I want to write a function computeWriteSet
that takes an arbitrary function f
as an argument and (1) executes the function f
and (2) returns the set of places modified or written to (addresses/pages/objects) during f
‘s execution.
writeset computeWriteSet(function f) { writeset ws = createEmptyWriteset(); // prepare to execute f startRecordingWrites(&ws); f(); stopRecordingWrites(&ws); // post-process the write-set return ws; }
- What options exist for implementing it?
- What are their tradeoffs (in which case which implementation is more efficient and what are the limitations?)
Notes
The function is specified at runtime and can do anything (i.e. can contain any set of instructions, including loops, branching and function/system calls.
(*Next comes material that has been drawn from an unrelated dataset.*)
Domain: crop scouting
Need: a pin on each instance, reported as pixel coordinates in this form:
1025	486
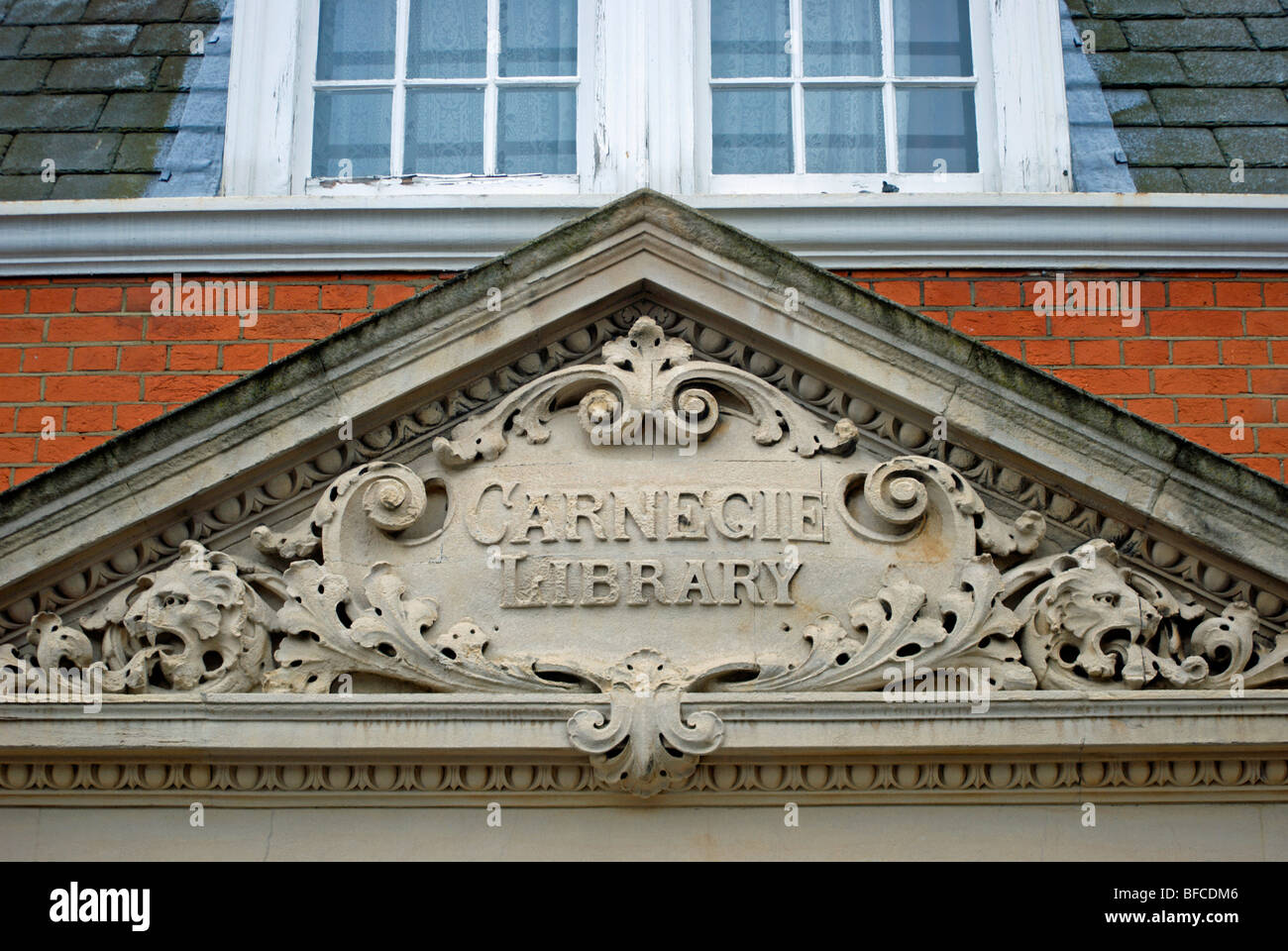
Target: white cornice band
153	236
All writes from the time f
is called until it returns should be recorded (this includes functions called from within f
itself). For simplicity, let’s assume computeWriteSet
is not called from within.
OS-specific tricks are allowed (and probably required). I’m particularly interested in Linux, ideally within userspace.
Example
static int x = 0; static int y = 0; static int z = 0; void a() { if (y) z++; if (x) y++; x = (x + 1) % 2; } int main() { computeWriteSet(a); // returns { &x } => {x,y,z} = {1, 0, 0} computeWriteSet(a); // returns { &x, &y } => {x,y,z} = {0, 1, 0} computeWriteSet(a); // returns { &x, &z } => {x,y,z} = {1, 1, 1} return 0; }
Expected Output
The output should be the set of changes. This can be either the set of pages:
{ <address of x>, <address of y>, …}
Or the set of memory addresses:
{<page of x and y>, <page of z>, …}
Or the set of objects ( (based on interposition of allocation functions)
x = malloc(100) // returns address 0xAAA y = malloc(200) // returns address 0xBBB … { {address, size}, {0xAAA, 100}, {0xBBB, 200}, … }
The return value is loosely specified on purpose — different techniques will have different spatial resolution and different overheads.
Please note:
This is a highly uncommon programming question, hence if you think it should be closed let me know why and, ideally, how to phrase/place it so that it follows the guidelines. 🙂
Advertisement
Answer
As suggested by @Barmar, one way of accomplishing this is via mprotect
.
This will generate one exception for each of the memory pages, which may add considerable overhead depending on the function. This exception is handled by us and we then insert the corresponding address into a set.
A small 100-line C++
/C
fully-contained messy program showcasing this is included below.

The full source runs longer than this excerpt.